Neyzen Tevfik'e Farsça öğretmiş, kendisi de ondan ney çalmayı öğrenmiştir. Çok yönlü bir entelektüeldi. Güreşçi bir yanı da var. Sporla ilgileniyor. Devamlı kolunun altında kitapla dolanırmış. Hem öğretmen hem talebedir."

"TAKLİTÇİ OLMAYIN DER"

"İstiklal Marşı milli bir mutabakattır. Hem İstiklal Marşı hem de Necid çöllerinde yazdığı Çanakkale Destanı üstünde durulması gereken şiirleridir. Safahat'taki şiirlerini hepsi gerçektir. Asım'ın nesli görmek istediği gençliğin sembolüdür. Asım içinde vatan sevgisini, Allah ve peygamber sevgisini, örf ve adetlerine bağlı bir genci temsil eder. Fakat Batı'nın ilmine de yabancı değildir. Milli ve manevi değerlerine bağlı ama Batı'nın bilimine de açık bir gençlik. Dedem, Batı'nın insanlığına güvenmez. Fakat ilmini ve fennini alın der. Taklitçi olmayın der. İlmini geliştirin der. Şuan her şeyi nasıl yapıyorsak, o zamandan bunu ister. Şu an her şeyi kendimiz yapıyoruz.

Asım'ın nesline yaklaştık. Daha da ileri gideceğiz. Sayın Cumhurbaşkanımız gençliğe çok önem veriyor. Güzel bir gençlik yetişiyor. Cumhurbaşkanımız dedemi hakikaten çok seven bir insan. O sevgisi bilgisinden geliyor. Çok iyi analiz etmiş. Çok iyi anlamış, anlayarak anıyor. Bizlere düşkünlüğünü her zaman belirtiyor.

Milli kahramanlarımızın torunlarını özellikle buldurtuyor. Külliyede ağırlatıyor. Büyük bir vefa örneğidir. Birçok insanla tanıştım. Fevzi Çakmak'ın, Sütçü İmam'ın, Seyit Onbaşının torunlarıyla bu sayede tanıştım."

MÜTEVAZİ BİR KİŞİLİK

"Dedem oldukça mütevazi bir insan. Para için makam için kendini ön plana asla koymamış. Soğukta, paltosunu çıkartıp başkasına verebilecek birisi. Ödül karşılığında şiir yazmam diyor. Nitekim verilen ödül parasını da o dönem Kızılay gibi görev yürüten bir devlet kuruluşuna tek kuruşuna dokunmadan bağışlıyor.

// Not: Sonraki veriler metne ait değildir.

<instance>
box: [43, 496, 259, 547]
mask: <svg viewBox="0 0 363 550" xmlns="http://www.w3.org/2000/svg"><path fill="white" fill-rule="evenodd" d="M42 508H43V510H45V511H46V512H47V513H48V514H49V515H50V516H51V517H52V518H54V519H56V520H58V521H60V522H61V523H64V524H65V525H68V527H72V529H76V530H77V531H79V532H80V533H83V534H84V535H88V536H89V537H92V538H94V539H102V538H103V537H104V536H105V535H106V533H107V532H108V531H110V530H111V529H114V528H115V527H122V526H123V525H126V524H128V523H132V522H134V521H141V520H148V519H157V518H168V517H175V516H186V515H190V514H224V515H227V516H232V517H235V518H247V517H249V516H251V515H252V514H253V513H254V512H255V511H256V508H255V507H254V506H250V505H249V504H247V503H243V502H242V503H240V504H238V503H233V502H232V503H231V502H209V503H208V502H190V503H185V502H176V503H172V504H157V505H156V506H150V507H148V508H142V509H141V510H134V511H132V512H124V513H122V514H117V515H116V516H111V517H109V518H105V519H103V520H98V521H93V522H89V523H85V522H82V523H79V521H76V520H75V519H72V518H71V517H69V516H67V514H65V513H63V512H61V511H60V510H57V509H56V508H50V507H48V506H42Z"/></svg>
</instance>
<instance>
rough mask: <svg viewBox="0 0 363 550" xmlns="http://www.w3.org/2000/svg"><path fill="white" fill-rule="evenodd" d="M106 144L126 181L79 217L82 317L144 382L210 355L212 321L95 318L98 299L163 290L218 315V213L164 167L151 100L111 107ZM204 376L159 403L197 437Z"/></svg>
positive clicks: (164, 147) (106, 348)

Bizler şahlandıkça, ileriye gittikçe daha çok üzerimize geliyorlar. Onun için Mehmet Akif'in fikirlerine her zamankinden daha çok ihtiyacımız var. Dedem Sevr anlaşmasını anlattığı Kastamonu vaazları sonrası Atatürk dedemi çağırır ve 'Sizin kadar bu anlaşmanın berbatlığını anlatan çıkmadı' der. O vaazlar çoğaltılarak dağıtılır.

Birlik ve beraberliğimizi daim korumalıyız. Dedem, devlet kalıcıdır der. Ayrımcılığa karşı çıkar. Dedem, Batıyı da Doğuyu da iyi tanıyan bir isim. Fikirleri bu nedenle kıymetli. Geçmişi öğrenmeden geleceği bina edemeyiz. Mehmet Akif'in, hayatının dizi şeklinde tanıtılmasını çok isterim. Baştan itibaren gençlere seyrettirilmeli."